Je laissai conduire Jasper les deux premières heures avant de prendre le relais. J'en profitai pour continuer ma nuit. Je m'étais assoupie dès que Jasper avait mis en route le moteur.

Avant que je ne prenne le relais, nous nous arrêtâmes à une aire de repos pour aller aux toilettes et s'acheter à manger pour midi car nous n'avions rien pris en nourriture avant de partir.

Nous arrivâmes à Dartmouth jeudi entre 10 et 11 heures du matin donc nous n'irions pas en cours aujourd'hui. Pour ma part, j'étais beaucoup trop fatiguée entre le procès et le trajet qui avait duré près de 23 heures avec les pauses effectuées que ce soit pour se ravitailler ou aller aux toilettes.

Je m'affalai dans mon lit et m'endormis immédiatement.

C'est pourquoi je ne me rendis pas compte que Jasper n'était pas monté avec moi.

POV Jasper:

Nous venions d'arriver après près de 23 heures de route. J'avais bien cru que nous n'arriverions jamais à destination entre les bouchons et les pauses que nous avions faites toutes les deux heures pour se relayer et se ravitailler. Sofia ne voulait pas que je conduise plus de deux heures d'affiler, ayant trop peur d'avoir un accident de voiture par faute d'inattention. Je n'ai pas encore compris pourquoi elle avait aussi peur des accidents de voiture. Ça ressemblait à une phobie. C'était même pas pour dire qu'elle avait un peu peur parce que j'allais trop vite ou que je conduisais vraiment mal. Non! Pas du tout! A chaque fois que quelqu'un prenait sa voiture le soir ou quand la circulation était très dense, elle disait toujours « fait attention » ou « sois prudent ». Il faudrait que je me renseigne mais en douceur et pas dans l'immédiat.

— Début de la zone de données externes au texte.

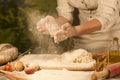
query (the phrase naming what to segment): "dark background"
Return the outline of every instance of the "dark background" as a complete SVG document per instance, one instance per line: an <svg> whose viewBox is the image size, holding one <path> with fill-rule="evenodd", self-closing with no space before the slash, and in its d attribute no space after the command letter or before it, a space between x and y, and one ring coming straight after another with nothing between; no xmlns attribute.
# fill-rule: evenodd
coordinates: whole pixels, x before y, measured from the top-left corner
<svg viewBox="0 0 120 80"><path fill-rule="evenodd" d="M0 0L0 44L11 43L20 52L37 44L31 40L27 9L37 9L41 14L56 14L56 0ZM28 35L29 34L29 35Z"/></svg>
<svg viewBox="0 0 120 80"><path fill-rule="evenodd" d="M55 44L52 38L43 37L36 30L36 23L41 17L46 15L57 17L56 1L0 0L0 44L10 43L21 53L29 48L39 53L61 53L70 49L72 39ZM76 13L77 9L74 12L76 18L73 25L79 22Z"/></svg>

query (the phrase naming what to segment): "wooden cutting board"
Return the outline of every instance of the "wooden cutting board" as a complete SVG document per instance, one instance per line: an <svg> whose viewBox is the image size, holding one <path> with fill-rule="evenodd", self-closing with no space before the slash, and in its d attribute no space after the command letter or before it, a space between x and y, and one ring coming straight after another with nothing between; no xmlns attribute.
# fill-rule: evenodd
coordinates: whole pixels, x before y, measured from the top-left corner
<svg viewBox="0 0 120 80"><path fill-rule="evenodd" d="M30 80L96 80L93 78L95 61L89 63L66 63L60 55L25 55L20 59L24 65L39 64L41 70L27 75L25 72L14 72Z"/></svg>

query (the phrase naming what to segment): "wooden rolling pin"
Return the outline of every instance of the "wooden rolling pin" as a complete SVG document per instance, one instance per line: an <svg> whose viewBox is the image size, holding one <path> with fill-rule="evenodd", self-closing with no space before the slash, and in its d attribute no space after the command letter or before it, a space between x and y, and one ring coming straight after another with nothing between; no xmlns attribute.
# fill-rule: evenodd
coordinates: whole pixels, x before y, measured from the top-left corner
<svg viewBox="0 0 120 80"><path fill-rule="evenodd" d="M108 65L103 71L95 72L92 75L92 80L98 80L101 78L112 78L120 75L120 62Z"/></svg>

Pas après ce qu'elle venait de vivre.

Enfin bon, là je supposais qu'elle venait de monter à l'appartement car, étant plongé dans mes pensées, je ne m'étais pas rendu compte tout de suite qu'elle n'était plus à mes côtés.

Je m'apprêtais donc à la rejoindre quand une voix qui m'était familière m'interpella:

- Jasper?

Je me retournais et là, stupeur:

- Maria?

- Oui, c'est moi.

- Comment tu m'as reconnu? Enfin, je veux dire, nous étions tout petits quand nous nous sommes perdus de vue donc...

- Grâce à tes cheveux couleur blé et ondulés. Et toi, comment tu as fait?

- Bah, je ne peux pas dire ta voix puisque ça fait plus de 10 ans qu'on ne s'est plus vus donc elle a changé, mais tes cheveux sont toujours du même noir et tes yeux aussi! Expliquai-je. Mais dis-moi. Qu'est-ce que tu fais ici?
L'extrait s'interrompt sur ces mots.